Dilantiknya Noe menuai reaksi beragam, sebagian besar tak percaya hingga menanyakan kebenarannya kepada Agus Riyono alias Patub.
"Tenan iki (ini beneran) Mas? @PatubMbel," tanya seorang warganet di X kepada Gitaris Letto tersebut.
Patub membenarkan bahwa Noe menjadi Tenaga Ahli DPN dan telah meminta restu darinya.
Menurut Patub, jabatan yang diemban Noe tidak bersangkutan dengan politik dan sesuai dengan keahliannya.

"Lha yo tenan (iya, beneran). Dan sudah melewati restu saya. Apa saja asal bukan titipan dan bukan jabatan politik, Gus (Noe) e saya restui," jawab Patub.
"Wis wayahe pintere (sudah waktunya pintarnya) menambah tempat dari sekedar podcast, diskusi-diskusi seminar, maiyahan. Nek (Kalau) Bangsa butuh, kudu diwenehi (harus diberi)," sambungnya.
Diungkap Patub, Noe Letto sebenarnya sudah lama membantu pemerintah dalam bidang Pendidikan, Budaya, Pertahanan, dan IPTEK.

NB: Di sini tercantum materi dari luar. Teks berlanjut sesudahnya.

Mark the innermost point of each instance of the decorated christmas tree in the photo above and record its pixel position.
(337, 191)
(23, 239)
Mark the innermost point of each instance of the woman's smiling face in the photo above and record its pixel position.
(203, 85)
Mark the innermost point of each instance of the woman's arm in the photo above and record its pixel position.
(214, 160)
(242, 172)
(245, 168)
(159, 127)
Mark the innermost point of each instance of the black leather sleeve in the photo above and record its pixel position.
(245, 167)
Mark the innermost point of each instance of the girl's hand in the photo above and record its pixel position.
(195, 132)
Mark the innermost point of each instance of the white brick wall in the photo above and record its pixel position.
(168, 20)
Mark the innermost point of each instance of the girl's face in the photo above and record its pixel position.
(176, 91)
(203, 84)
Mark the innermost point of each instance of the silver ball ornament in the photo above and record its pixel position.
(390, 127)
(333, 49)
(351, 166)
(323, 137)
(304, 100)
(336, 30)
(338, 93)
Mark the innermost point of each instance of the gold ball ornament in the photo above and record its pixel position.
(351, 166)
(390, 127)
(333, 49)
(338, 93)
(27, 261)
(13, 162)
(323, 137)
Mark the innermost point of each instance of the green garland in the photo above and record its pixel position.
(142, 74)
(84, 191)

Hanya saja baru sekarang Noe mendapatkan jabatan. Maka dari itu, Patub meminta warganet mendoakan rekannya bisa menjalankan tugas dengan baik.
"Doakan saja bkerja sesuai kompetensinya, yang sudah jelas bukan politik dan utang-utangan budi. Sori yee.. Gus e ki pinter tenan (Noe ini pintar beneran)," tegasnya.

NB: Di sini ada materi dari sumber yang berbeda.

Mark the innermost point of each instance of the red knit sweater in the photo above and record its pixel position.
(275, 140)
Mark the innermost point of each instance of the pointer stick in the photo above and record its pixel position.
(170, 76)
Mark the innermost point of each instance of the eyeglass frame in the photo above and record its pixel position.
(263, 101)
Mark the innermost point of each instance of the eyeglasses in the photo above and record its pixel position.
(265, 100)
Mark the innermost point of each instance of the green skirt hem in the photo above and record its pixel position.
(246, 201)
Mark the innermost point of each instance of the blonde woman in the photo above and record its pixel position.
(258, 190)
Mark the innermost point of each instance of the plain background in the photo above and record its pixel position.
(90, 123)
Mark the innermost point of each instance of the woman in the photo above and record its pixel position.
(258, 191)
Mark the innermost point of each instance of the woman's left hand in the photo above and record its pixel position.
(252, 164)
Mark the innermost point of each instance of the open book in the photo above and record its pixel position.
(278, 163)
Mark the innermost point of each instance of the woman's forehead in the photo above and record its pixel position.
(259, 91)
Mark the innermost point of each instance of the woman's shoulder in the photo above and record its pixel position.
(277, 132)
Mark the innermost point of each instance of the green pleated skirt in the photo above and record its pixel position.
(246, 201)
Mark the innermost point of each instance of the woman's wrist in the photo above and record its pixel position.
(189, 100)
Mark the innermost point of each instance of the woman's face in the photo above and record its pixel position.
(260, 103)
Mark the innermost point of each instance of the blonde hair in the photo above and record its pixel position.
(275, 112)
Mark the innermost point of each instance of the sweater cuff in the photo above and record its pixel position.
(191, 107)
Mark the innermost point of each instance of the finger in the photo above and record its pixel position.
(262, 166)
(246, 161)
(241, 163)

Jabatan Noe Letto sebagai Tenaga Ahli DPN pun tak lepas dari kritik.
Pasalnya Noe selama ini cukup sering mengkritik pemerintah sehingga warganet mengkhawatirkan ia diberi jabatan untuk dibungkam.
"Mabuk jabatan. Halah podho wae jebule (sama saja ternyata)," komentar warganet lain yang juga ditanggapi Patub sebagai teman band Noe.

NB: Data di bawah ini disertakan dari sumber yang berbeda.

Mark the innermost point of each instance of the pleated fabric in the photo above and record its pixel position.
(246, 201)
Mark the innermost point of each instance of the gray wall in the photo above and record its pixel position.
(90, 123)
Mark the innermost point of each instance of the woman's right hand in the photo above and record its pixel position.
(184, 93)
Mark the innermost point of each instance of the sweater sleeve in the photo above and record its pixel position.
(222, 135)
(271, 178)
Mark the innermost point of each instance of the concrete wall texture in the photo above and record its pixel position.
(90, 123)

Patub lantas menegaskan bahwa Noe masih terbuka menerima kritikan dengan tetap hadir di berbagai acara Maiyah, yaitu majelis ilmu yang digagas Cak Nun sang ayah.
"Datang saja ke maiyahan yang ada Mas Sabrang (Noe). Tanyakan kompetensinya di staf ahli itu ahli apa," balas Patub.
"Nah, adulah otak dengan dia tentang keahliannya. Jantan. Ayo saya temani, kapan, di mana. Saya pastikan anda dapat kesempatan berdialog," imbuhnya.
Patub pun menjelaskan alasannya memberikan restu karena Noe Letto menjadi Tenaga Ahli, bukan Staf Khusus.
"Mas Sabrang itu jadi Tenaga Ahli, bukan Stafsus. Boleh dikata jadi tenaga ahli itu bukan giveaway. Betul-betul orang yang berkompeten di bidangnya," jelas akun @ferryk***.
"Benar mas. Saya orang pertama yang akan bilang 'PREK' kalo nama jabatannya stafsus. Khusus itu mengada-ada. Kalau ahli ya harus saya akui dia ahli beneran di bidang yang digeluti. Ya kita liat saja kontribusinya," tutup Patub.
Sebagai informasi, Noe Letto merupakan lulusan Universitas Alberta, Kanada jurusan Matematika dan Fisika.
Kepala Biro Humas Setjen Kemhan Rico Ricardo Sirait pun telah menegaskan bahwa Noe Letto dilantik sebagai Staff Ahli bukan karena statusnya sebagai putra Cak Nun.
"Pertimbangan meliputi kompetensi dan rekam jejak keahlian, tanpa dikaitkan dengan latar belakang keluarga, pandangan pribadi, maupun faktor non-institusional," tandasnya.